When the Camorra as an organisation was weak, the guappo flourished. After the first mass trial against the Camorra in 1911-12, and the advent of Fascist rule the Camorra as an organisation was nearly destroyed. The local guappo returned and the interwar period (1918–1939) was the heyday of the individualist guappo power. After World War II, with the return of the Camorra, the figure of the guappo eventually merged into the organisation. A typical guappo of that era was Pasquale Simonetti, also known as "Pascalone ‘e Nola", who controlled the Naples fruit market. He was married to Pupetta Maresca and famous for publicly slapping American Mafia boss, Lucky Luciano, at the Agnano racetrack. (In fact, the perpetrator was Francesco Pirozzi, known as Ciccillo 'o francese, one of the men of Camorra boss Alfredo Maisto.)

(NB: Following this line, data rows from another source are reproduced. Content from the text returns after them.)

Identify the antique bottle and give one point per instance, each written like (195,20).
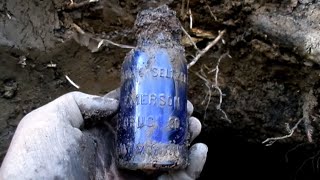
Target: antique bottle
(152,130)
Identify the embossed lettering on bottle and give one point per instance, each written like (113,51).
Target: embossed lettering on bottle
(152,127)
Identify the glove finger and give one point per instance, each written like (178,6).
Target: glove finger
(114,94)
(91,105)
(189,108)
(197,159)
(194,128)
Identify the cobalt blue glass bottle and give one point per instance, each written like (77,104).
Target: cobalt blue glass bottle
(152,130)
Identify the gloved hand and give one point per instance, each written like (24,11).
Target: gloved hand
(71,138)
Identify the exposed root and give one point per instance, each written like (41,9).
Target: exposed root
(309,103)
(270,141)
(72,5)
(210,45)
(190,39)
(213,85)
(93,43)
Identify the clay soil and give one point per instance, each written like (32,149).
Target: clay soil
(270,83)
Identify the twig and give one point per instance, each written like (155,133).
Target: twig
(216,86)
(270,141)
(211,13)
(72,83)
(72,5)
(190,39)
(310,102)
(202,52)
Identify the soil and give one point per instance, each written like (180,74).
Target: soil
(269,84)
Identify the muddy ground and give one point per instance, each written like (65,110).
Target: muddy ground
(270,83)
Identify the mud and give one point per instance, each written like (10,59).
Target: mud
(267,85)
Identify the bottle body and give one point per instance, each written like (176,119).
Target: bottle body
(152,130)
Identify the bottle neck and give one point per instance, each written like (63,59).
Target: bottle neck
(163,38)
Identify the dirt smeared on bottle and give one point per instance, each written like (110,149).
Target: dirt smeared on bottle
(152,131)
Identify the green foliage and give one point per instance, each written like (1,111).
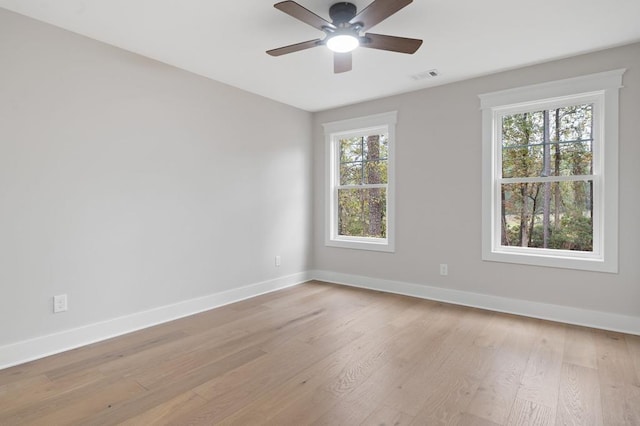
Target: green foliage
(362,208)
(540,144)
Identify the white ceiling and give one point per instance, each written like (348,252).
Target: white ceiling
(226,40)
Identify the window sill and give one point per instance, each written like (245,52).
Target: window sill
(586,262)
(372,244)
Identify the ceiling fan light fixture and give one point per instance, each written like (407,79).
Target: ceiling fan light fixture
(343,43)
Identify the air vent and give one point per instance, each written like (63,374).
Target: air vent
(426,74)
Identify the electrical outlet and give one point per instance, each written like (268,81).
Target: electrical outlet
(60,303)
(444,269)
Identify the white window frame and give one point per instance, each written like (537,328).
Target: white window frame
(599,89)
(362,126)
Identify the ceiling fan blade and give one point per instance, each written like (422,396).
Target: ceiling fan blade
(303,14)
(378,11)
(341,62)
(392,43)
(294,47)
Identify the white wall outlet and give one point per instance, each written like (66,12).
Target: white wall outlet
(60,303)
(444,269)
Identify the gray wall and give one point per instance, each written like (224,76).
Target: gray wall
(128,184)
(438,209)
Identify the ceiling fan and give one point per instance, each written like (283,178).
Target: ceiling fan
(343,34)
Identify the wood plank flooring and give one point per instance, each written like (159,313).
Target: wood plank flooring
(321,354)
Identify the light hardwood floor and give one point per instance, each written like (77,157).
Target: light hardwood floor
(329,355)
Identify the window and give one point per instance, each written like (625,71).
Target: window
(360,182)
(550,173)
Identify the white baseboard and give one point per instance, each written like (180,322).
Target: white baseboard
(39,347)
(565,314)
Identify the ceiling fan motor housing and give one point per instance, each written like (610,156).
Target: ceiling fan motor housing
(342,12)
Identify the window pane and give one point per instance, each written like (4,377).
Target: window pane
(375,172)
(351,173)
(555,142)
(553,215)
(375,147)
(350,149)
(362,212)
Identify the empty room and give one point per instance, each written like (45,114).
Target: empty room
(376,212)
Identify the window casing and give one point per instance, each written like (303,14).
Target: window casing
(360,182)
(584,149)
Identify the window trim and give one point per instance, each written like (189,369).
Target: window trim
(603,90)
(361,126)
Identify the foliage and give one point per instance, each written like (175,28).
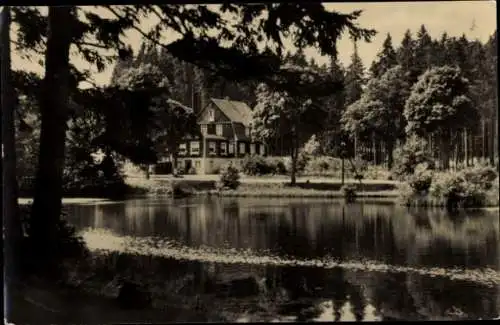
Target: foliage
(254,165)
(379,112)
(411,154)
(230,176)
(349,192)
(291,116)
(385,59)
(354,78)
(170,121)
(421,180)
(312,146)
(439,102)
(472,187)
(481,175)
(277,165)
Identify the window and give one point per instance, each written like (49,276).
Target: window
(211,129)
(218,129)
(194,147)
(182,149)
(211,148)
(223,148)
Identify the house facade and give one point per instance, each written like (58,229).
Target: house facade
(225,135)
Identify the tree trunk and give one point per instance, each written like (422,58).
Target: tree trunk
(466,149)
(11,219)
(54,114)
(483,142)
(173,159)
(294,156)
(390,156)
(444,148)
(491,141)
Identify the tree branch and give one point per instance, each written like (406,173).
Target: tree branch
(82,43)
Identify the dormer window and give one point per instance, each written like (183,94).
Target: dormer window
(218,129)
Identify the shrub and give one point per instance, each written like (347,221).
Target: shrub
(411,154)
(349,192)
(229,176)
(421,180)
(254,165)
(377,172)
(279,166)
(302,161)
(481,175)
(311,147)
(321,165)
(471,187)
(406,194)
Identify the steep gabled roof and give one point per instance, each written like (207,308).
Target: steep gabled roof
(236,111)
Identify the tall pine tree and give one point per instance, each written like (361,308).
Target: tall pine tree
(406,58)
(355,78)
(385,60)
(423,51)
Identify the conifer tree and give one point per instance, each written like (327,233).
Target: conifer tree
(385,60)
(423,51)
(406,59)
(355,78)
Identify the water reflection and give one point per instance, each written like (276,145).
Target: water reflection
(308,229)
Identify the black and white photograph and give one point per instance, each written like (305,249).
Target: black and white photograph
(250,162)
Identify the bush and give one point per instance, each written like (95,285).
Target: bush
(421,180)
(349,191)
(279,166)
(230,177)
(471,187)
(481,175)
(322,165)
(254,165)
(377,172)
(411,154)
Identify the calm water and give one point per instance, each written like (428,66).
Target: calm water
(295,260)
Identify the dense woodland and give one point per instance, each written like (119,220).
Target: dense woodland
(52,126)
(416,54)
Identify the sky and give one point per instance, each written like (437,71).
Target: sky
(475,19)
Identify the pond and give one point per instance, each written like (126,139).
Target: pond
(241,259)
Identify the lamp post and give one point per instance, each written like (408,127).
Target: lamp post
(342,156)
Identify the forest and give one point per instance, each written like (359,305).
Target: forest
(369,110)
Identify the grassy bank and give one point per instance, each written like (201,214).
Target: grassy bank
(319,190)
(263,187)
(473,187)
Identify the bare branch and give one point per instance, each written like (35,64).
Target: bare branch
(82,43)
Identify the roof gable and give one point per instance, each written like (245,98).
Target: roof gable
(236,111)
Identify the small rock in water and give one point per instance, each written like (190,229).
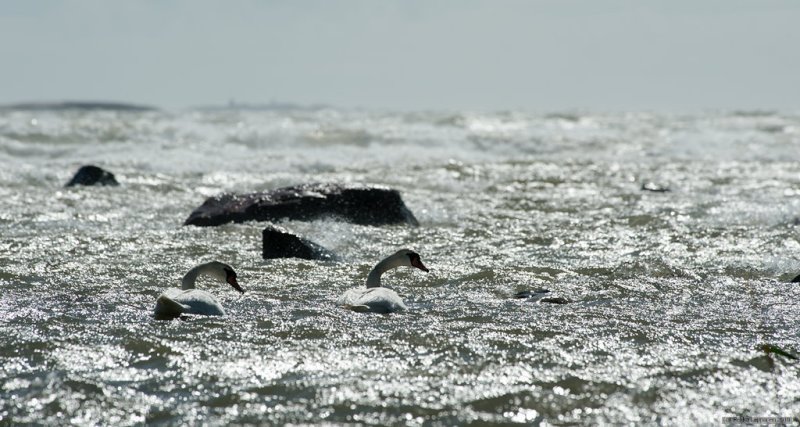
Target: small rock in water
(531,294)
(557,300)
(655,188)
(92,175)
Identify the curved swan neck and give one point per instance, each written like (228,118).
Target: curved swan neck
(191,276)
(374,278)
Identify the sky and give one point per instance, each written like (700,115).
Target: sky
(677,55)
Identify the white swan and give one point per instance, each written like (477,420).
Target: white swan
(189,300)
(374,298)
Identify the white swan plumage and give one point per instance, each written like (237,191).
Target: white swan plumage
(188,300)
(377,299)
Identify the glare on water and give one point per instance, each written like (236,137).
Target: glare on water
(671,294)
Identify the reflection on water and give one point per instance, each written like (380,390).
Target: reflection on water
(671,293)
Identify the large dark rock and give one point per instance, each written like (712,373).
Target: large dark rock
(92,175)
(357,204)
(279,243)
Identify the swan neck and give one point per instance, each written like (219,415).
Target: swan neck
(374,278)
(191,277)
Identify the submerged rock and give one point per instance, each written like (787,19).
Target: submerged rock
(357,204)
(279,243)
(92,175)
(655,188)
(538,295)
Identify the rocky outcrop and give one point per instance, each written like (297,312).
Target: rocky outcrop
(92,175)
(279,243)
(357,204)
(539,295)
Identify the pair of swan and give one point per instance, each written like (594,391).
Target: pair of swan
(373,298)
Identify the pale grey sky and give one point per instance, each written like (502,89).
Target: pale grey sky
(675,55)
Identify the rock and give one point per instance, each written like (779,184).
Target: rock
(538,295)
(357,204)
(531,294)
(557,300)
(92,175)
(279,243)
(655,188)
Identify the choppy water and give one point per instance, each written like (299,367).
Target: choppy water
(672,293)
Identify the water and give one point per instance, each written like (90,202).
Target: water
(672,293)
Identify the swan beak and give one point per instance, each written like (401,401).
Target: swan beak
(232,281)
(416,262)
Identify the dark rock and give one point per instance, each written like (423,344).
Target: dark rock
(92,175)
(531,294)
(538,295)
(357,204)
(557,300)
(279,243)
(655,188)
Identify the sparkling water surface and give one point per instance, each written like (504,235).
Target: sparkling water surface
(671,293)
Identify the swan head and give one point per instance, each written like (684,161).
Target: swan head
(224,273)
(410,258)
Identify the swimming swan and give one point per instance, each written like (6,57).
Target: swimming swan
(374,298)
(189,300)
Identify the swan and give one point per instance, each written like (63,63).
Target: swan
(374,298)
(188,300)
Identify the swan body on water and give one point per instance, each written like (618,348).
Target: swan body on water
(188,300)
(374,298)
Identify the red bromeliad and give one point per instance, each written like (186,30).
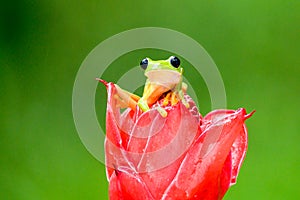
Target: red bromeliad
(161,147)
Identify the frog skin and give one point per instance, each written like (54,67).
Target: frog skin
(164,79)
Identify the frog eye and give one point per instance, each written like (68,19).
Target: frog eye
(175,62)
(144,63)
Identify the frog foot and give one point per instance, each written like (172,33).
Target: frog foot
(173,98)
(143,105)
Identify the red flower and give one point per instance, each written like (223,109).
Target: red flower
(181,156)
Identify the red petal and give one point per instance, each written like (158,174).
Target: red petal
(151,157)
(205,169)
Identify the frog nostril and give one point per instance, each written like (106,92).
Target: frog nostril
(175,62)
(144,63)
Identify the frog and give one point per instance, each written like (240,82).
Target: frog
(164,81)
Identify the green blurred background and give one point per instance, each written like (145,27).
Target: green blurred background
(255,44)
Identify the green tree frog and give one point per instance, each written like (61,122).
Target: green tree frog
(164,80)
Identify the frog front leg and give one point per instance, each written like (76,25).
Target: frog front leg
(143,105)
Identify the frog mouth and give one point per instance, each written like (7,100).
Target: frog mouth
(153,92)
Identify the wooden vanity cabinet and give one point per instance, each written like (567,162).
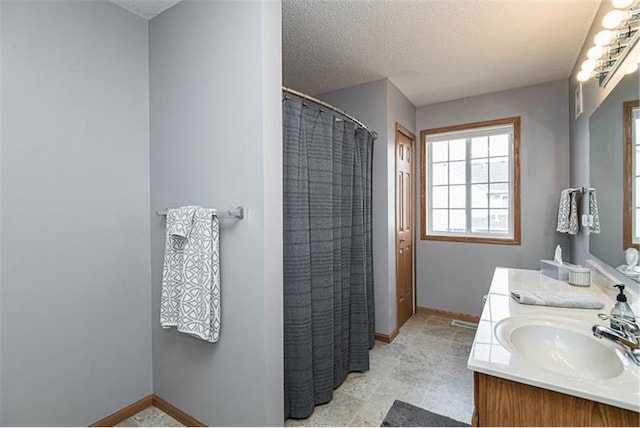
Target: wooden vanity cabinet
(501,402)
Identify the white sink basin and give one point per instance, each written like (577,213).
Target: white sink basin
(562,346)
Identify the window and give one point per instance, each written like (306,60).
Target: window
(471,182)
(631,209)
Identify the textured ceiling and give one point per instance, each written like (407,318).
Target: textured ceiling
(432,50)
(147,9)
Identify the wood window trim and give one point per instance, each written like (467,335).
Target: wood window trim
(516,239)
(627,175)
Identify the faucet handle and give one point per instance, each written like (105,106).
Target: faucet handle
(630,326)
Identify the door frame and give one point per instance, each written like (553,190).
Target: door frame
(401,130)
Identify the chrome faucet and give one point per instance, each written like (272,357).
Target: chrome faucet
(626,335)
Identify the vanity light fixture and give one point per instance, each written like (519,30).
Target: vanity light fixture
(611,45)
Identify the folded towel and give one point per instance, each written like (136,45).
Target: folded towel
(568,213)
(179,221)
(562,299)
(594,217)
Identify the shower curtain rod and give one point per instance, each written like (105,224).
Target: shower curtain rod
(374,134)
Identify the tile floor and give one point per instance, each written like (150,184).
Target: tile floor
(426,365)
(150,417)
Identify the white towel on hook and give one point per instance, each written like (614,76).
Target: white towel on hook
(179,223)
(594,217)
(568,212)
(191,278)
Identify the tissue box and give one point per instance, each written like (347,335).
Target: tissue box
(554,270)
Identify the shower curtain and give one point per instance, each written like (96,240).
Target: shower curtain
(328,272)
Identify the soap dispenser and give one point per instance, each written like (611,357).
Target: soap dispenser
(621,309)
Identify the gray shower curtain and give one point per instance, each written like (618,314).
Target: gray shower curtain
(328,271)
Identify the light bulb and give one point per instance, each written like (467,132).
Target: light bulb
(589,65)
(595,52)
(613,19)
(603,38)
(583,76)
(621,4)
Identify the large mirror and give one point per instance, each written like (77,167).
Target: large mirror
(612,161)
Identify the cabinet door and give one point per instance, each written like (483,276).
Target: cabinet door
(501,402)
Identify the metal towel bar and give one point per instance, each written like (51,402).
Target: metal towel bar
(237,212)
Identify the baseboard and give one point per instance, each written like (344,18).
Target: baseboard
(143,403)
(125,413)
(448,314)
(387,338)
(176,413)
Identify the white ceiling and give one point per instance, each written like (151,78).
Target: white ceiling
(147,9)
(432,50)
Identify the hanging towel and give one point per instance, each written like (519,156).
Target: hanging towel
(179,223)
(190,297)
(568,213)
(562,299)
(594,217)
(199,311)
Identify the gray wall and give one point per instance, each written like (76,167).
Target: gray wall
(593,95)
(605,170)
(216,141)
(452,275)
(76,301)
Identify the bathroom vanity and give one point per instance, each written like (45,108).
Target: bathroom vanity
(541,366)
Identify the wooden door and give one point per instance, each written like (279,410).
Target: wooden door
(405,196)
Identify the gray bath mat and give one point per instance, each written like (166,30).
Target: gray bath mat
(403,414)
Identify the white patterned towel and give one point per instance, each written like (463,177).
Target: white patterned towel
(179,223)
(594,223)
(197,311)
(561,299)
(568,213)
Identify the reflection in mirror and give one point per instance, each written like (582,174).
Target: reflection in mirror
(607,172)
(631,174)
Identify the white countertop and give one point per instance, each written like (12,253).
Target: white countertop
(490,357)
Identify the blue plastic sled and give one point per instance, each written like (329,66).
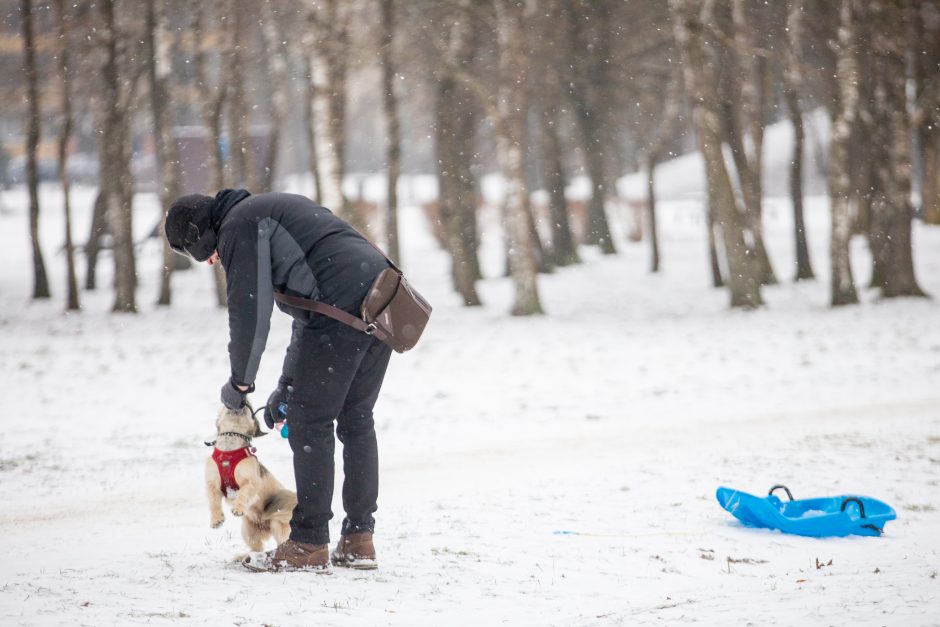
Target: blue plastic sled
(823,517)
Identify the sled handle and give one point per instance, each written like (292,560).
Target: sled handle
(852,499)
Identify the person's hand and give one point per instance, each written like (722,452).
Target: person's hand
(233,396)
(276,408)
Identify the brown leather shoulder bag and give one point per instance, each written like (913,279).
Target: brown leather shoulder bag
(392,310)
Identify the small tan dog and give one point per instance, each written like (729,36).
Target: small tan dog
(235,474)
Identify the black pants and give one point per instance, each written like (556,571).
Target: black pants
(338,376)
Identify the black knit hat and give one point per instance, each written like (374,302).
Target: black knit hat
(189,226)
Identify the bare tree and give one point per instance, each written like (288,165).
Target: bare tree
(212,101)
(455,122)
(745,126)
(549,57)
(276,56)
(892,210)
(63,20)
(160,43)
(329,22)
(700,83)
(393,128)
(590,35)
(113,118)
(510,123)
(242,163)
(843,285)
(33,117)
(792,86)
(923,52)
(657,146)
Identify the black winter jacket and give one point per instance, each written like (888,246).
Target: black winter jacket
(290,244)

==In art and popular culture==
The Guappo is present in Neapolitan drama, music and literature, such as the Neapolitan song "Guapparia" by of the poet Libero Bovio, in works of the author Raffaele Viviani, and the journalists Ferdinando Russo and Matilde Serao.

The comedian Totò played a role of an ordinary person bullied by a guappo in The Gold of Naples (L'oro di Napoli) a 1954 Italian comedy film directed by Vittorio De Sica.

The Neapolitan composer of operas Domenico Cimarosa features a Guappo in his 1786 opera Il credulo. The transition from guapparia to Camorra in the mid-20th Century is portrayed in several filmic sceneggiate starring Italian actor and singer Mario Merola, who often played the role of an old-style "guappo" standing up against the injustices brought about by the Camorra; examples include Sgarro alla camorra ("Affront to the Camorra", 1973) and L'ultimo guappo ("The last guappo", 1978).

In the 1974 American film The Godfather Part II, the character of Don Fanucci is depicted as carrying himself and dressing like a stereotypical guappo.